Generating your first on-model image

The steps from a flat-lay photo on your desk to a finished on-model product shot you can publish.

Updated June 18, 2026

This guide walks through your very first generation end-to-end. Plan for about 5 minutes of clicks and 90 seconds of wait time per image.

Before you start

You'll need:

  • A flat-lay photo of one garment — front-facing, good light, clean background. A phone snap on a desk is fine, but the better the source photo, the better the output.
  • A Modelon account with credits. Free sign-up gives you 5 credits, enough for 5 standard-resolution images.

Step 1 — Upload your garment

From the navbar click Create. The first step is Select Products, with separate sections for Top, Bottom, Footwear, and an optional Outerwear layer (jacket, coat, blazer — rendered over the top garment).

You don't have to fill them all. For your first run, just upload one — say a top — and skip the rest. The output will be a model wearing that one garment with their own pants/shoes.

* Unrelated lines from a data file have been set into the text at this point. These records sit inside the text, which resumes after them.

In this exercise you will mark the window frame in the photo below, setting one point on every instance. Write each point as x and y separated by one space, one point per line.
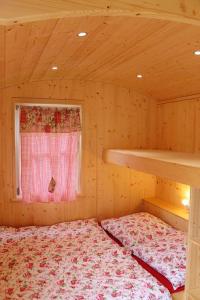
17 144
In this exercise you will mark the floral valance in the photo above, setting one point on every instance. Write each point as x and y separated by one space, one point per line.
49 119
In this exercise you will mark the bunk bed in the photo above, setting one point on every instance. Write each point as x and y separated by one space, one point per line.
180 167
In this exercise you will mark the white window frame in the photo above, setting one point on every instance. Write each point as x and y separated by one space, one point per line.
18 191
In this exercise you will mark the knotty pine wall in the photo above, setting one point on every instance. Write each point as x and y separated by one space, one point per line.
178 126
112 117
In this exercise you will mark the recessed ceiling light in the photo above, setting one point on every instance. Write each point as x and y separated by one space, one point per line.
82 34
197 52
54 68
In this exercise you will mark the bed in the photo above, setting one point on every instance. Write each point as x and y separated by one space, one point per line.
158 247
71 261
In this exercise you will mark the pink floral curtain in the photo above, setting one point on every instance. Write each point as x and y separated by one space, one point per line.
49 154
49 119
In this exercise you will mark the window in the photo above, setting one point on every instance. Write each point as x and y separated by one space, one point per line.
47 152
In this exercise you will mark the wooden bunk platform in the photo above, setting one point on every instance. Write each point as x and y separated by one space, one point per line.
176 166
180 167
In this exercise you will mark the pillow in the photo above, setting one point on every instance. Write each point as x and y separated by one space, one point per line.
137 228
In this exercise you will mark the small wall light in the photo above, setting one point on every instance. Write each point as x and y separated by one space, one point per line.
186 203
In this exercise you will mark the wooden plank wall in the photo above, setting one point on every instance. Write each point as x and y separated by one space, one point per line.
112 117
177 129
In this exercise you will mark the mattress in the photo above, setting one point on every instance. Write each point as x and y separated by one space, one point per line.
154 242
72 261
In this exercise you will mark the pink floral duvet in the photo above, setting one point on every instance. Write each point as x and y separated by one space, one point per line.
155 242
71 261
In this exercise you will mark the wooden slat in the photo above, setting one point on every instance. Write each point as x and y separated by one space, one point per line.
2 56
181 167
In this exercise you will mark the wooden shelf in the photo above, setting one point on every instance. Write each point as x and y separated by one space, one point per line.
169 207
176 166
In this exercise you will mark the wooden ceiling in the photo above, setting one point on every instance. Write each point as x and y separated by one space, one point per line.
115 50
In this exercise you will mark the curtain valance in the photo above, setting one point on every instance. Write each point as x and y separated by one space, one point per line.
49 119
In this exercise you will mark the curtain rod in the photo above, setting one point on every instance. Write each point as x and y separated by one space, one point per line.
43 98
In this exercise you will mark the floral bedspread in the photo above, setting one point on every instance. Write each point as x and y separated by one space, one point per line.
155 242
71 261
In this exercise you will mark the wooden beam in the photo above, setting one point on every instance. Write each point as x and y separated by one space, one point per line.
32 10
193 257
180 167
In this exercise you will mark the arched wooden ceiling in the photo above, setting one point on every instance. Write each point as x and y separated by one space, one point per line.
30 10
115 50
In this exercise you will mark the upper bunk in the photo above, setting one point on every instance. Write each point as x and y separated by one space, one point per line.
176 166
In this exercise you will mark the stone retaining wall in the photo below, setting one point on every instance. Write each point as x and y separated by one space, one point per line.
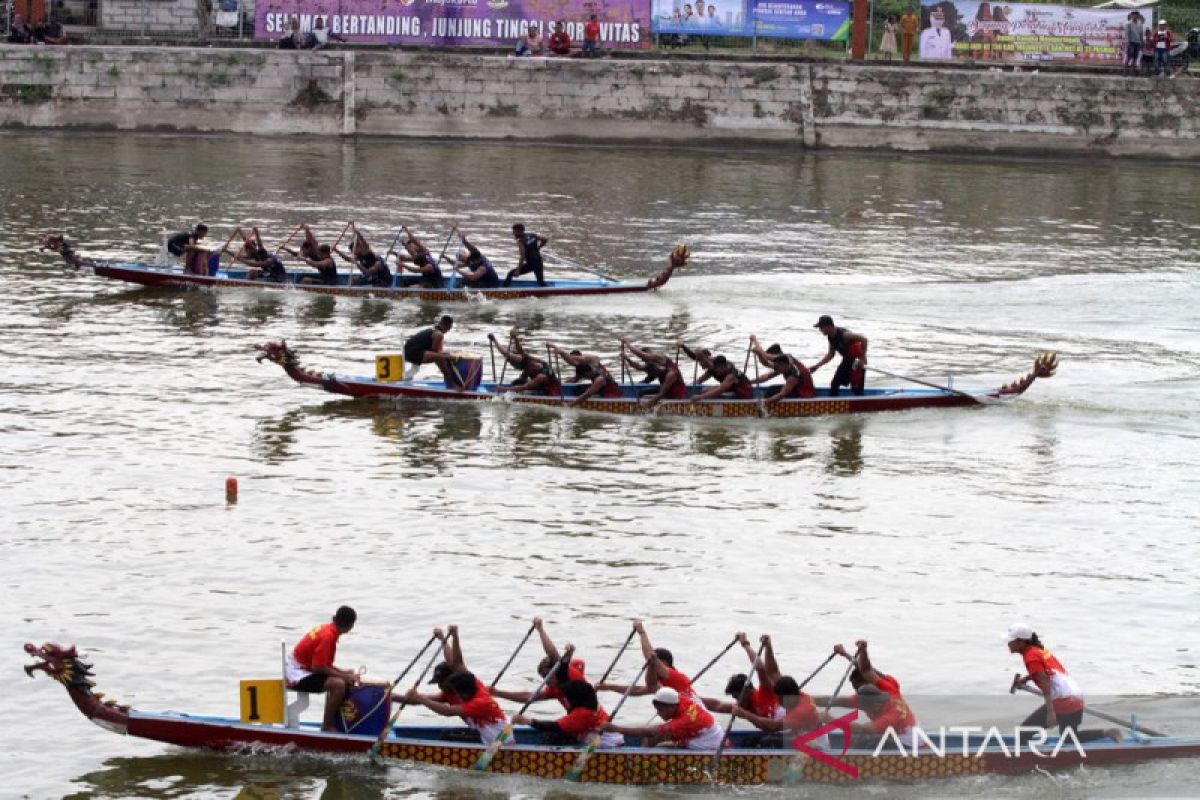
408 94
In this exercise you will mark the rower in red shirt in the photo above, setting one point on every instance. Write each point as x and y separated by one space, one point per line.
552 690
685 723
660 671
583 717
1063 699
310 668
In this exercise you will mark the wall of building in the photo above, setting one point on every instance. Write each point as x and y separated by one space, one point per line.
407 94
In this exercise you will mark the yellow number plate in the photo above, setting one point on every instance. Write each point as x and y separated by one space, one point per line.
262 701
389 368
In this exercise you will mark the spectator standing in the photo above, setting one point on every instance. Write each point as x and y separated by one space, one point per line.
1163 49
592 37
561 41
888 42
1135 31
909 25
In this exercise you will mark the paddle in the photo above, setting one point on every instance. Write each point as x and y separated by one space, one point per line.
923 383
1102 715
581 761
391 722
737 702
485 759
715 659
513 657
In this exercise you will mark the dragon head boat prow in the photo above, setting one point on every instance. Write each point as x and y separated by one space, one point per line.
1044 366
64 665
679 257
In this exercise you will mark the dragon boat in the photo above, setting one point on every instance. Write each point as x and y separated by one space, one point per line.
630 401
234 277
743 762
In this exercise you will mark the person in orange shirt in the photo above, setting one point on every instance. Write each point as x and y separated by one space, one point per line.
660 672
310 668
1063 701
909 25
685 723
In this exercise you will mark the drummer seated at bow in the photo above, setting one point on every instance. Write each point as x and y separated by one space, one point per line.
759 698
588 367
585 717
462 695
569 672
876 695
372 270
535 377
671 384
659 671
262 263
730 380
310 666
322 260
685 723
418 259
474 268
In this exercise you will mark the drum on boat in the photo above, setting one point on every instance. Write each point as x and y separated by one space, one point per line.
466 371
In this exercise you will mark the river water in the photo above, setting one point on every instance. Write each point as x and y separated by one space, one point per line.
125 409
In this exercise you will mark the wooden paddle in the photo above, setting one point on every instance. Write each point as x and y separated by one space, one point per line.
737 702
485 759
581 761
1102 715
391 722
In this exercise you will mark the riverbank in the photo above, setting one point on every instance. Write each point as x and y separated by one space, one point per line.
407 94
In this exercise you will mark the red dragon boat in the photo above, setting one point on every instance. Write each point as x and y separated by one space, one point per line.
629 403
529 753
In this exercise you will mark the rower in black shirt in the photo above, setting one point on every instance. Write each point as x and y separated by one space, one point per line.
529 254
427 347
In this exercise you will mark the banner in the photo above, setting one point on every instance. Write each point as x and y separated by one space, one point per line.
1020 31
623 23
827 19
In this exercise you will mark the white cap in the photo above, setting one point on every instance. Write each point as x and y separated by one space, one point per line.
666 696
1019 631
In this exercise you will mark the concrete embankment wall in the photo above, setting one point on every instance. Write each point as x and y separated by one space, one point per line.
406 94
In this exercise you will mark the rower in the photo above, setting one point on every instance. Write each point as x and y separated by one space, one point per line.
659 672
426 347
474 268
261 262
528 254
462 693
852 349
417 258
685 723
730 378
876 695
322 260
178 245
60 245
588 367
670 382
797 378
585 716
1062 698
762 699
310 667
563 675
535 376
372 270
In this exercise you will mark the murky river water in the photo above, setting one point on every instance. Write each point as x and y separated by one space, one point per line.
123 410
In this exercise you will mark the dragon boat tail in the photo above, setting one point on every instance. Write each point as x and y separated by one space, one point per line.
744 762
630 402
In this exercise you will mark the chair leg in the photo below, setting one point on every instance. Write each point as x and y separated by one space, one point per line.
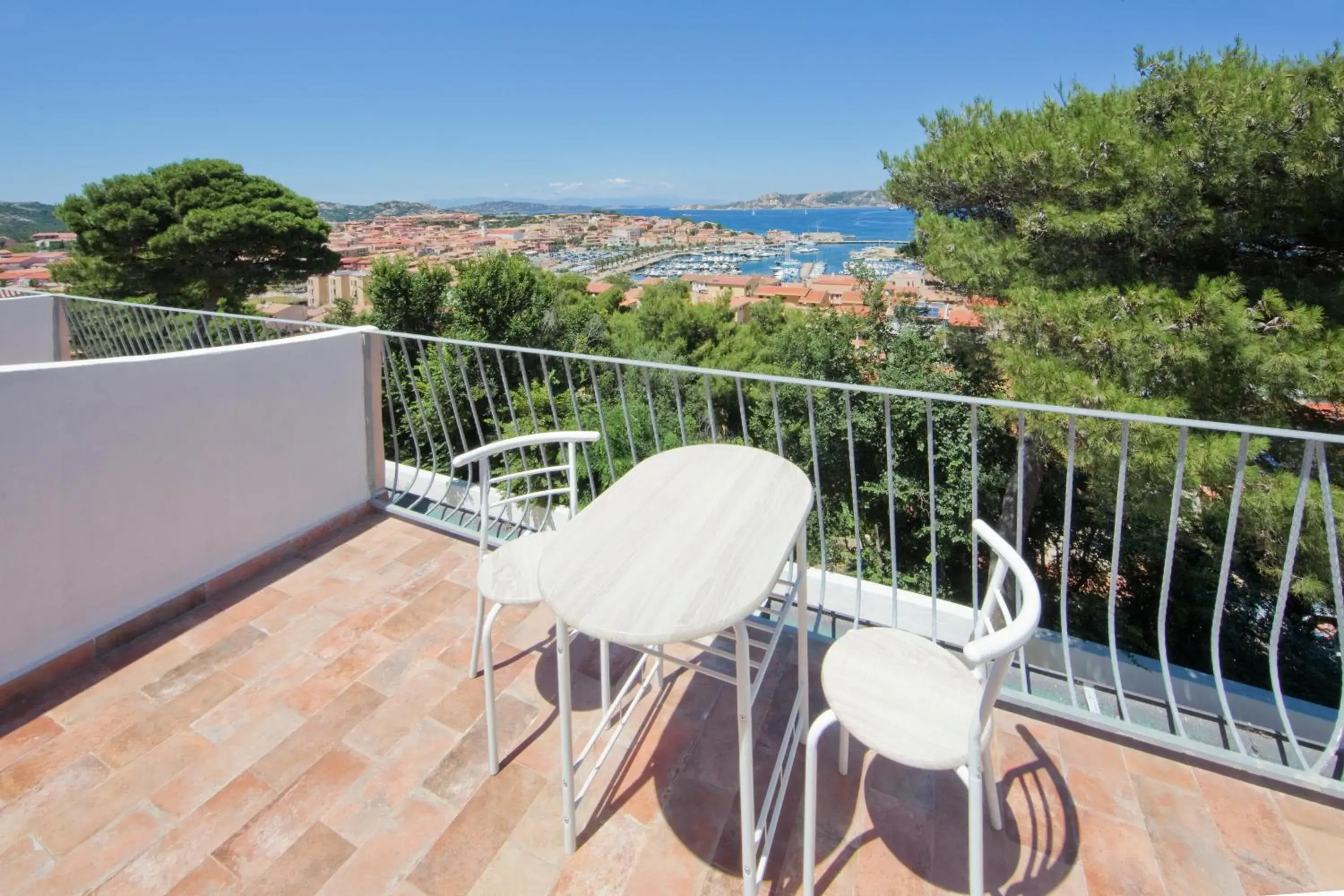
975 820
487 649
991 773
474 669
810 801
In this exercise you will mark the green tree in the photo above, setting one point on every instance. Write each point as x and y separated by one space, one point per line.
194 234
342 312
1172 248
408 302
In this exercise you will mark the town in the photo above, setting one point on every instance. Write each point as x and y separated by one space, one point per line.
593 244
605 244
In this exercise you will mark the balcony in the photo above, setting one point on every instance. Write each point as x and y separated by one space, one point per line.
241 661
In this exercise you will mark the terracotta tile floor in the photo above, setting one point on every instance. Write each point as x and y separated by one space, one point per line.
315 732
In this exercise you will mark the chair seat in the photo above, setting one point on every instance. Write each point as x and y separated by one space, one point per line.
508 574
904 696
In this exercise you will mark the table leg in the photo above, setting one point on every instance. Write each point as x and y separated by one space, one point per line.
746 767
562 679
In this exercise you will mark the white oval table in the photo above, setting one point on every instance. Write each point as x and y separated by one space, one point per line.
690 543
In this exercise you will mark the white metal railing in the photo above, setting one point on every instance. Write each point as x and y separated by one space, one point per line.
901 472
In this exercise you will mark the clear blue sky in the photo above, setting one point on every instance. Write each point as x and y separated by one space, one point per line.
431 100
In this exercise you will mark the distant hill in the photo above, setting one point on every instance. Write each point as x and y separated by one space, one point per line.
340 211
21 221
820 199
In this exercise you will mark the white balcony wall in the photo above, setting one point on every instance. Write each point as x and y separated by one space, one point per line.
128 481
27 330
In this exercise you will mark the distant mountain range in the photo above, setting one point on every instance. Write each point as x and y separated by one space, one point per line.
21 221
820 199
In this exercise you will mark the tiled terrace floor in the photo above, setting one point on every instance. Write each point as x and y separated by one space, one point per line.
315 731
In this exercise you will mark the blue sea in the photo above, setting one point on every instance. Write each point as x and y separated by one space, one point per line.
855 224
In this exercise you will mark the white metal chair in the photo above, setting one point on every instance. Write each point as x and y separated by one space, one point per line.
922 706
514 509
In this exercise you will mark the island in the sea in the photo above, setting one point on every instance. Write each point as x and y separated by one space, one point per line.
820 199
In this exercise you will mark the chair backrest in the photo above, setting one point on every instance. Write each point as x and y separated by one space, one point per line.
1000 632
513 500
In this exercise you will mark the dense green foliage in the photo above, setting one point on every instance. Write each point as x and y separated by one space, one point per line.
1171 249
193 234
1175 248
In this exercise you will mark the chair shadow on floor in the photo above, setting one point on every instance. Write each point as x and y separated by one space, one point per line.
921 820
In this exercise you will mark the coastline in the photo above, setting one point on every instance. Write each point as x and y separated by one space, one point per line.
775 207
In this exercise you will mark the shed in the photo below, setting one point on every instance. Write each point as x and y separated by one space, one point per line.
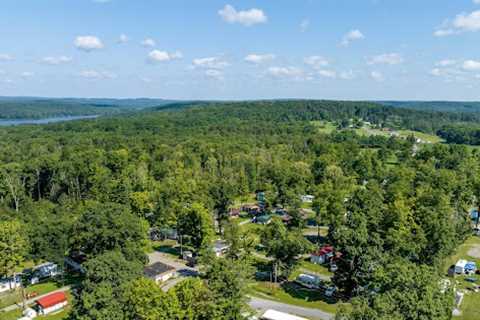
277 315
460 266
52 303
322 256
159 272
264 219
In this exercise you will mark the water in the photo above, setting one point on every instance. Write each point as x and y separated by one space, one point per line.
16 122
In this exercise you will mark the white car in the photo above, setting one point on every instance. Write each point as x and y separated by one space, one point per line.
330 291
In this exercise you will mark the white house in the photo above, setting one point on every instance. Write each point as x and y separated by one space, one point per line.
51 303
159 272
11 283
460 266
277 315
307 198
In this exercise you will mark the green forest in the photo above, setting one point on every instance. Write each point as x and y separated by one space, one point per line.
394 209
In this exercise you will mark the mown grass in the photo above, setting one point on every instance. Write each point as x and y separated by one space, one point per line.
302 298
470 306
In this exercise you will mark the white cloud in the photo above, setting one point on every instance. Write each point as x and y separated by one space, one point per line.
97 75
463 22
5 57
446 62
304 24
353 35
471 65
437 72
246 18
316 62
56 60
149 43
27 74
88 43
377 76
327 73
215 74
285 72
387 58
162 56
347 75
259 58
123 38
210 63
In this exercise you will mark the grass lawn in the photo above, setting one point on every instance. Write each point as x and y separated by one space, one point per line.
315 268
470 306
303 298
61 315
16 296
324 127
423 136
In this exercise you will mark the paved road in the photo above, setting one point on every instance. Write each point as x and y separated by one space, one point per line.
30 301
313 314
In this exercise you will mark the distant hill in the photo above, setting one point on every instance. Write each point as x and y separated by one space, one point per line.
445 106
36 108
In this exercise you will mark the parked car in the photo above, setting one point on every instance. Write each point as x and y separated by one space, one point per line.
330 291
333 267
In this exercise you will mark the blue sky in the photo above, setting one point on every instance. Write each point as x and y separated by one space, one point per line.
210 49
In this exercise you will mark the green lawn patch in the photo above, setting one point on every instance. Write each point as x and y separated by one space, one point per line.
303 298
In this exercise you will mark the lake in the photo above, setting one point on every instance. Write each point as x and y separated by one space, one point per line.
16 122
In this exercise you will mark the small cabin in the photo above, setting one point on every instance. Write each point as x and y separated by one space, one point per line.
51 303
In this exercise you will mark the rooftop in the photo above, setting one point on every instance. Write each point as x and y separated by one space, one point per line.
156 269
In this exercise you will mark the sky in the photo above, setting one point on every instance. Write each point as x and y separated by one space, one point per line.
229 49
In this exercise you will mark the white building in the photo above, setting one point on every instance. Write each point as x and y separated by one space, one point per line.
51 303
159 272
307 198
460 266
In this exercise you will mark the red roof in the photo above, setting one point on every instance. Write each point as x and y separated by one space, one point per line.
52 299
325 250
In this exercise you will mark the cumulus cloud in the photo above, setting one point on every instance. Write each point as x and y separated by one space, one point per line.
210 63
88 43
162 56
347 75
214 74
446 62
386 58
247 18
327 73
316 62
285 72
377 76
471 65
56 60
304 24
5 57
123 38
259 58
148 43
463 22
27 74
351 36
97 75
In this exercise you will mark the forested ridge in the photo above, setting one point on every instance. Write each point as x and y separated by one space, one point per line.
394 212
37 108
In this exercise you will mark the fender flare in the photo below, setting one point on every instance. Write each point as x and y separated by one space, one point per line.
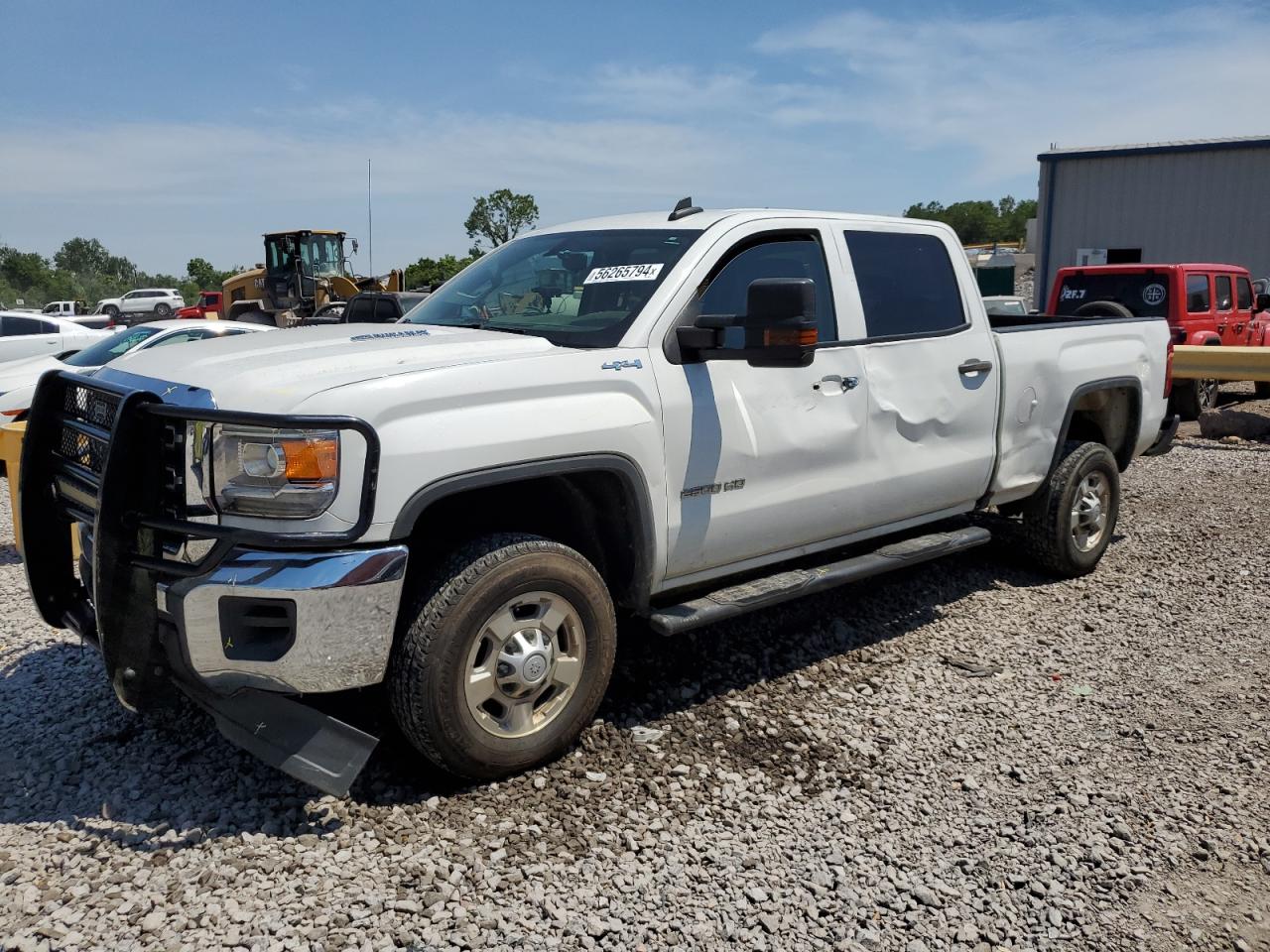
1134 386
643 536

Drag-and-drop the photo into the Front dropzone, or click to browse. The Back slot is optional but gives sharper back-facing poses if you upload it. After upload, the image is also saved to your Library automatically, so you can re-use it next time without re-uploading.

Optional: tell the AI how to wear it

Under each uploaded Top or Bottom, you'll see a small Fit (optional) dropdown. Use it to lock a specific fit interpretation into the generation:

  • Top — Oversized, Slim, Tucked, Half-tucked (French tuck), Untucked, Worn open, Fully buttoned, Fully unbuttoned
  • Bottom — Skinny, Slim straight, Wide/baggy, Cropped above ankle, Cuffed
  • Outerwear — Oversized, Slim fit, plus how it's worn: Open, Fully closed, or Half open

Leave it on Default fit for a natural interpretation. Pick a value when the garment's intended fit isn't obvious from the flat-lay (e.g. you want a shirt tucked but the flat-lay shows it loose).

Step 2 — Pick a model

Click Next. You'll see a grid of 20 stock models (10 women, 10 men) filterable by gender. Pick one to start — adding more multiplies the credit cost.

Step 3 — Pick poses

Each model has its own set of poses — both full-body and half-body crops are available. Pick 1–4 poses per model. Each pose = one output image = one credit.

A typical product-page set is 2–3 full-body shots plus 1 half-body to show top-half detail. The engine uses a two-step pipeline that locks the outfit on a base frame and then re-poses, so the garment stays visually consistent across every shot in the batch.

Step 4 — Pick a background

Studio whites, styled rooms, outdoor scenes, custom solid colors, or upload your own. Studio White is the safe default for catalog pages.

Step 5 — Output settings + Generate

Choose:

  • Aspect ratio3:4 for catalog use, 1:1 for social
  • Image size — four options: Small, Medium, Large, and Extra Large (up to 4K). Medium is the default and is fine for most listings. Pick Extra Large only if you'll print or zoom — it costs 2× credits per image; the other three sizes cost the same single credit.

Images download as high-quality JPGs. Click Generate. You'll be taken to the Projects tab and see your new project in Processing status. The engine takes about 60–90 seconds per image; the project flips to Completed automatically when ready and you'll get an email if you've kept that toggle on in Settings.

What happens next

Open the project from the Projects tab to see the full-resolution outputs. Hover any image and click Download.

If you signed up free, the images carry a Modelon watermark — visible in-app and baked into the downloaded files. Subscribing strips the watermark from past and future images automatically, no re-processing needed.

Common first-run questions

  • Why doesn't the output look exactly like the pose I picked? The engine uses the pose as a reference for camera angle and limb position, but the AI has some interpretation. We're tracking pose-conformance improvements here.
  • Can I edit a result? Not in-app yet — you can re-generate with different settings.
  • Where did my uploaded garment go? It's in Library → Items, named Untitled Top (or Bottom / Footwear). Rename anytime.

That's it. Once you've shot a handful of garments, the Library + Outfits workflow is where the real speed comes from.